CVE-2021-29585: 
Python vulnerability analysis and mitigation

TensorFlow, an end-to-end open source platform for machine learning, was found to have a division by zero vulnerability (CVE-2021-29585) in its TFLite computation for size of output after padding. The vulnerability was discovered in the ComputeOutSize function, which failed to validate that the stride argument is not 0 before performing division operations. This issue affected multiple versions of TensorFlow prior to version 2.5.0 (GitHub Advisory).

The vulnerability exists in the ComputeOutSize function located in the TensorFlow Lite kernel's padding implementation. The function takes parameters for padding type, image size, filter size, stride, and dilation rate, but fails to verify that the stride parameter is not zero before using it as a divisor. This oversight could lead to a division by zero error when processing specially crafted models (TF Commit). The CVSS v3.1 base score was assessed as 7.8 HIGH by NVD, while GitHub rated it as 2.5 LOW (NVD).

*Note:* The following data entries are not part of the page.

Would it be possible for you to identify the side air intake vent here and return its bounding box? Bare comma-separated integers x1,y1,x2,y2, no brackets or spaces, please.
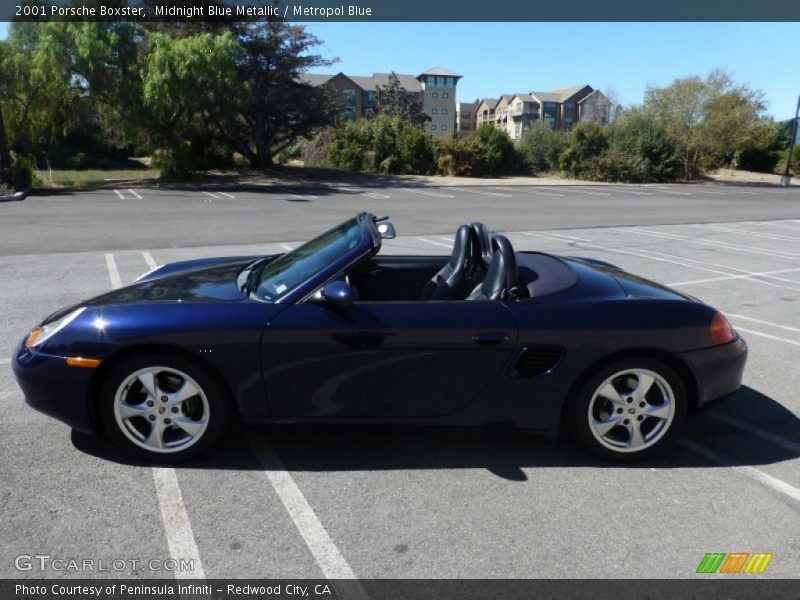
512,346,564,377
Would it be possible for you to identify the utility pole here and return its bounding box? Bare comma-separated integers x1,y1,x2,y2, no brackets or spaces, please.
781,96,800,187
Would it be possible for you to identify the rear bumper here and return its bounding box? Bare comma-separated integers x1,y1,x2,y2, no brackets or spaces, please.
12,346,97,433
681,337,747,407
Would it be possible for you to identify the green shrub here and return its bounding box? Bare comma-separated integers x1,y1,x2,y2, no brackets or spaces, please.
559,121,608,179
327,115,435,175
517,121,567,173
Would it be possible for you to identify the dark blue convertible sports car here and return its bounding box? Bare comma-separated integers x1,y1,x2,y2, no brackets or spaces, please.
14,213,747,462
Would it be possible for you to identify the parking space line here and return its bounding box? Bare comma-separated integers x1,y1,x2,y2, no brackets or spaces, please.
547,186,611,196
417,238,450,248
620,227,800,260
450,187,511,198
494,187,564,198
735,325,800,346
106,254,206,579
689,225,800,242
106,254,122,289
142,250,158,269
705,409,800,453
397,188,455,198
247,432,366,584
667,267,800,286
725,312,800,333
152,467,206,579
678,437,800,501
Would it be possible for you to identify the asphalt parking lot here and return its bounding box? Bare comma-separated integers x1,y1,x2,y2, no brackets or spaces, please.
0,180,800,578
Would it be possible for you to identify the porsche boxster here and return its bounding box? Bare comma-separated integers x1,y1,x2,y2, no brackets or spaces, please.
13,213,747,462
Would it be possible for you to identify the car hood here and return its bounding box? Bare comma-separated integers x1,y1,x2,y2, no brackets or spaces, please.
87,256,258,306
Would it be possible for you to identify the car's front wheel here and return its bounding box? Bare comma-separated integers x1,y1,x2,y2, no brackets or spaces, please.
99,354,230,463
574,358,687,461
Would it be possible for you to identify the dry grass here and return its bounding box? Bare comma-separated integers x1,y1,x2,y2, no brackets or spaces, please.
37,169,160,188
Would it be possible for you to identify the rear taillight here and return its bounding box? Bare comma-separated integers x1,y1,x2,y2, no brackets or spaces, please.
711,312,736,346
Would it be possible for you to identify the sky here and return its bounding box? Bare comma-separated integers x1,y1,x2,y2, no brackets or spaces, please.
0,23,800,120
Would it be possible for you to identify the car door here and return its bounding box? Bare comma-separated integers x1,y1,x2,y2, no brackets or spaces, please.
262,301,517,418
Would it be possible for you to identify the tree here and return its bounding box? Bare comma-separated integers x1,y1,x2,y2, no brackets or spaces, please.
375,71,431,126
644,71,764,180
517,121,567,172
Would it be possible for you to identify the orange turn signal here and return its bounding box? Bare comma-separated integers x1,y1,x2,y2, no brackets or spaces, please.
711,312,736,346
25,327,44,348
66,356,100,369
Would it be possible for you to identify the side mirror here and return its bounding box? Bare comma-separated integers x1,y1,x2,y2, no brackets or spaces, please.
315,280,354,310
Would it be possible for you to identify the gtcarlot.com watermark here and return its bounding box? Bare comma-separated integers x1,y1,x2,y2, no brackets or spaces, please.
14,554,194,573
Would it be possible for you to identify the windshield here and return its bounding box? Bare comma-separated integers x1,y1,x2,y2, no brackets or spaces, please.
255,219,363,302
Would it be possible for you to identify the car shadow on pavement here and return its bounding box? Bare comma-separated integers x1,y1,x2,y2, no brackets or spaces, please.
72,387,800,481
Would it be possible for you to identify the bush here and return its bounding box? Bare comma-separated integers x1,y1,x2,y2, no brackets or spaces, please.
327,115,434,175
598,110,680,183
559,121,608,179
517,121,567,173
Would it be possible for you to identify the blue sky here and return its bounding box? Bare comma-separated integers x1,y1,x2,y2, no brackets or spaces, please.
0,23,800,119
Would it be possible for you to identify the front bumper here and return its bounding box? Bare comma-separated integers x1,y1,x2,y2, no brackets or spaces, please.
12,345,97,433
681,336,747,407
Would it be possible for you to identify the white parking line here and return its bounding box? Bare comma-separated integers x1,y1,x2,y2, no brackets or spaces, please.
735,325,800,346
152,467,206,579
689,225,800,242
106,254,206,579
705,409,800,453
666,267,800,285
106,254,122,289
142,250,158,269
450,187,511,198
678,438,800,501
247,432,367,598
396,188,455,198
417,238,450,248
725,311,800,333
547,186,611,196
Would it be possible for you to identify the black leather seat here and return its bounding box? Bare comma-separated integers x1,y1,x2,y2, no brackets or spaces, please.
469,221,492,265
420,225,477,300
466,233,519,300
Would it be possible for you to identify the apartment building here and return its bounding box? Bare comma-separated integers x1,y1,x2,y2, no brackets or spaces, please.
477,85,611,140
300,67,461,137
456,101,480,135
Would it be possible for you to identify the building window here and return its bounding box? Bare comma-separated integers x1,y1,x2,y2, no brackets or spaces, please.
542,102,558,129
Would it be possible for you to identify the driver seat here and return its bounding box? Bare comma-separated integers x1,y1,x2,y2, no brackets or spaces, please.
420,225,476,300
466,233,519,300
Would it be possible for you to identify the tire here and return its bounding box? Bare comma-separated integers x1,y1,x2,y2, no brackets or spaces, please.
98,353,231,463
572,358,687,462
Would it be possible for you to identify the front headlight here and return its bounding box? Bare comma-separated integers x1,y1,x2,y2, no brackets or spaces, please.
25,306,86,348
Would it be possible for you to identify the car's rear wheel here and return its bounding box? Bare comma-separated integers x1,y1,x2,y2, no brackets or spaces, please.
99,354,230,462
574,358,687,461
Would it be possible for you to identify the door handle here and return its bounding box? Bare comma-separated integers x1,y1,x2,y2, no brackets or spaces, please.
472,331,509,346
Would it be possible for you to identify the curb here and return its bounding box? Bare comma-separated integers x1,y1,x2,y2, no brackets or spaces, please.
0,189,30,202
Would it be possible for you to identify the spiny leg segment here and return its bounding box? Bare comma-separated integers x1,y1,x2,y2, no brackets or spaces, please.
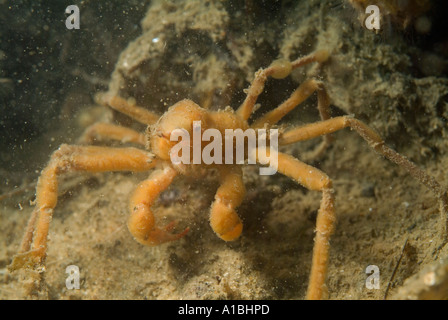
210,166,246,241
78,122,146,146
9,144,156,270
279,116,448,244
128,166,189,246
256,148,336,300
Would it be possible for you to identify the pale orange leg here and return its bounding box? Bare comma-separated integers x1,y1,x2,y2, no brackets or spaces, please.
79,122,146,146
251,79,323,129
95,93,160,125
128,167,189,246
210,166,246,241
10,145,156,270
257,149,336,300
279,116,448,240
237,50,328,121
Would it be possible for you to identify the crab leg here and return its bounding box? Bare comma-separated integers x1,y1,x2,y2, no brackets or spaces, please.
237,50,328,120
257,149,336,300
128,167,188,246
251,79,328,128
279,116,448,240
210,166,246,241
96,93,160,125
10,144,156,270
79,122,146,146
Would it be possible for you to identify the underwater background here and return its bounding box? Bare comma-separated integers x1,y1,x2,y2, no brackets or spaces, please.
0,0,448,299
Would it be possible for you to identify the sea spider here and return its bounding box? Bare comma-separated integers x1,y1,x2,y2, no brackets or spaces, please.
10,50,448,299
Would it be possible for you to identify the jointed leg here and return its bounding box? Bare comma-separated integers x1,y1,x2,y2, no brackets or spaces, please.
10,145,155,270
237,50,328,120
257,150,336,300
128,167,188,246
279,116,448,243
251,79,330,128
210,166,246,241
79,122,146,146
96,93,160,125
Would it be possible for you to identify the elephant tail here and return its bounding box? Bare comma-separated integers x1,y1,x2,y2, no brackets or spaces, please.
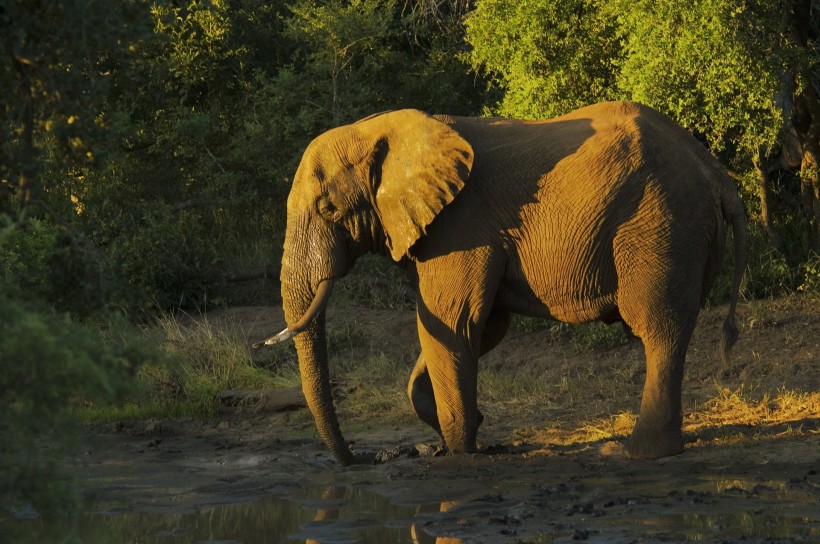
720,183,746,366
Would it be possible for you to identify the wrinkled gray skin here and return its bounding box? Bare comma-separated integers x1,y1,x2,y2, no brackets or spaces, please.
270,103,745,464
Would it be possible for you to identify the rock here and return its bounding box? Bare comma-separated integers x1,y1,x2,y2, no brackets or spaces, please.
217,385,307,412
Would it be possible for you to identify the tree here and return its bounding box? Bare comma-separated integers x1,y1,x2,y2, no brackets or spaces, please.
465,0,620,118
467,0,820,264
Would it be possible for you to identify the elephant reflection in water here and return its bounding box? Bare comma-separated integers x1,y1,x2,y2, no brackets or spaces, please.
305,486,462,544
410,501,462,544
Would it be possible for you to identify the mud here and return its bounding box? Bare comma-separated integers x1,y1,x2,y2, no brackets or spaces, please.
8,300,820,544
22,421,820,544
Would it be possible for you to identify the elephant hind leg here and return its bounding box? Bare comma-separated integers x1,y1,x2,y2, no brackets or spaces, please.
619,270,700,459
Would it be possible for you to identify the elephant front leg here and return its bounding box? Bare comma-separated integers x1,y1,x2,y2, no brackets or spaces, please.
414,310,480,453
407,356,484,441
407,355,441,436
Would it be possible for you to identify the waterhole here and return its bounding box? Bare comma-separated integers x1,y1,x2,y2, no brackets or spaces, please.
11,474,820,544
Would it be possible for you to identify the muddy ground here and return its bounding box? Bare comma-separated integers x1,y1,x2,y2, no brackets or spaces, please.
72,296,820,543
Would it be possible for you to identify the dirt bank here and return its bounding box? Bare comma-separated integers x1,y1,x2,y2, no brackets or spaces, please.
70,296,820,543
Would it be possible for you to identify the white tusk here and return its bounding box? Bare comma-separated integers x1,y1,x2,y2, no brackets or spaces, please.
265,327,297,346
251,328,299,349
251,280,333,349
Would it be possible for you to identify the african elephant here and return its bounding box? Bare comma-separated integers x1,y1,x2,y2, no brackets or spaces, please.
266,102,745,464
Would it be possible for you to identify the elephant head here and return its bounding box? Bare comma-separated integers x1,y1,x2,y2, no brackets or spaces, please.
278,110,473,464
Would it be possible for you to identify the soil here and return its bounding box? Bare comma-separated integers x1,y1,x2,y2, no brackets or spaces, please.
72,295,820,543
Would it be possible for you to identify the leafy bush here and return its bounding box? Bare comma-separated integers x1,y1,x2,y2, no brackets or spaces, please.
0,294,166,514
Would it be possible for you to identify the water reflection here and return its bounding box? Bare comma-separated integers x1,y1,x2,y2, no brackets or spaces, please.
11,486,462,544
290,486,462,544
9,475,820,544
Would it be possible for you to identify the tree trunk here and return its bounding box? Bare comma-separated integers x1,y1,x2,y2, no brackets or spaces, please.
752,149,783,253
11,53,34,212
793,0,820,253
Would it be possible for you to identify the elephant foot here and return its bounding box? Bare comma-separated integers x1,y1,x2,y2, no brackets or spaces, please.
623,426,683,459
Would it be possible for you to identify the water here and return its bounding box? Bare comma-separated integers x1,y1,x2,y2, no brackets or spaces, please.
11,486,433,544
8,474,820,544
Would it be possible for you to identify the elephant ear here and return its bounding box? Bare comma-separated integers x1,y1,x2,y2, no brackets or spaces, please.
376,110,473,261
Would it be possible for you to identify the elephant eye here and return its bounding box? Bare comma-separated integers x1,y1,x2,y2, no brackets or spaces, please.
316,197,339,221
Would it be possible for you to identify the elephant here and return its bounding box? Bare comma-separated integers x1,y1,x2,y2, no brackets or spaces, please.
260,102,746,464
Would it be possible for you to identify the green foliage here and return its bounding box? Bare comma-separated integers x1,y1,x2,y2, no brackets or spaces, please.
465,0,619,118
141,316,295,417
611,0,784,153
0,294,165,515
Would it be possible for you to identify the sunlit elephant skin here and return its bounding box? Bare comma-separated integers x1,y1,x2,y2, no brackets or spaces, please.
269,102,745,463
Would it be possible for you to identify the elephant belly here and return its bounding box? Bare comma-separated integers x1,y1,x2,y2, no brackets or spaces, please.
498,252,620,323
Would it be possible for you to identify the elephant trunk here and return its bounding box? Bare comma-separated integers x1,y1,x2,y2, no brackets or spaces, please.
294,312,356,465
280,217,356,465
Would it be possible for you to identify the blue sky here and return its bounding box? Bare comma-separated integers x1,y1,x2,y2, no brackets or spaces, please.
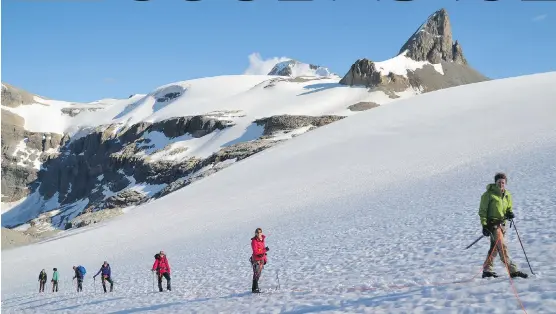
1,0,556,102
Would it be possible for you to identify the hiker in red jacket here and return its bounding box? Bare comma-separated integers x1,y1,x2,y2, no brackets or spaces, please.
152,251,172,292
250,228,269,293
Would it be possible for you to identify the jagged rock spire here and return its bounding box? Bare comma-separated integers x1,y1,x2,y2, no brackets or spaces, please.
399,9,467,64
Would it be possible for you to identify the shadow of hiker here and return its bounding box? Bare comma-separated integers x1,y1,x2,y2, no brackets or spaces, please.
109,302,186,314
54,297,125,311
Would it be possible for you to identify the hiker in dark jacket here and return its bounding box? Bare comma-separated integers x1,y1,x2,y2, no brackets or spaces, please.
93,261,114,293
152,251,172,292
73,266,83,292
249,228,269,293
39,269,47,292
51,267,58,292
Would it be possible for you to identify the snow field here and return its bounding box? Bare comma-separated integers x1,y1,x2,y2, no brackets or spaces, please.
2,73,556,313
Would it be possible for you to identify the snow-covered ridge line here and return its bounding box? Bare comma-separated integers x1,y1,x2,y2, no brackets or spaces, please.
2,72,556,313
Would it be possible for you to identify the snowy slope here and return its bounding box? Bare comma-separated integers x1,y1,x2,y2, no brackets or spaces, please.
2,72,556,313
268,60,335,77
2,75,418,226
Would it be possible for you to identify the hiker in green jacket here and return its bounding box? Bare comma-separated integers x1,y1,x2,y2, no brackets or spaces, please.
51,267,58,292
479,173,527,278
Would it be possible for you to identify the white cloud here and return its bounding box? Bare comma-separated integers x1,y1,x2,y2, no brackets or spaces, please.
244,52,291,75
533,14,548,22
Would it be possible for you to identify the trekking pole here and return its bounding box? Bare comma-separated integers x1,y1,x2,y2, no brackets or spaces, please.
510,218,535,275
465,236,484,250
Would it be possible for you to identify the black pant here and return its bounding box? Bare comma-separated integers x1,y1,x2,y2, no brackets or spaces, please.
158,273,172,292
77,278,83,292
251,261,264,292
252,261,264,281
102,277,114,292
39,280,46,292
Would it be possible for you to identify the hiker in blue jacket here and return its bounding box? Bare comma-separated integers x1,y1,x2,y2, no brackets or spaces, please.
73,266,85,292
93,261,114,293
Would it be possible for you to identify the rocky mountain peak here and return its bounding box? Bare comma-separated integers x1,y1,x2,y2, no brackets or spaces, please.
399,9,467,65
268,60,332,77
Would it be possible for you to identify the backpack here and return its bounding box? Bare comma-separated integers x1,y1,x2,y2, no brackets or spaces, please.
77,265,87,277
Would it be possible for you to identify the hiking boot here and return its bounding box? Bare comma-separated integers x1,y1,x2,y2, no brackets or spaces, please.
251,280,261,293
510,270,529,278
483,271,498,278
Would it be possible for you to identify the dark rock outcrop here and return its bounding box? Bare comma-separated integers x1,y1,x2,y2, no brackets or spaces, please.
255,115,345,136
1,108,68,202
268,60,331,76
103,190,147,209
2,83,36,108
399,9,467,65
340,9,489,92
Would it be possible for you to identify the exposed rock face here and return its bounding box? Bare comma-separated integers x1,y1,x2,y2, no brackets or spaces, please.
399,9,467,65
2,83,35,108
255,115,345,136
340,59,409,92
268,60,332,77
61,107,102,117
348,101,380,111
38,116,230,209
1,108,68,202
340,9,488,92
103,190,147,209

The vulnerability allows attackers to craft special models that can trigger a division by zero error by setting the stride parameter to 0 in the ComputeOutSize function. This could potentially lead to application crashes and denial of service conditions (GitHub Advisory).

The vulnerability was patched in TensorFlow 2.5.0. The fix was also backported to TensorFlow versions 2.4.2, 2.3.3, 2.2.3, and 2.1.4. The patch adds a check to return 0 when stride is 0, preventing the division by zero error (GitHub Advisory, TF Commit).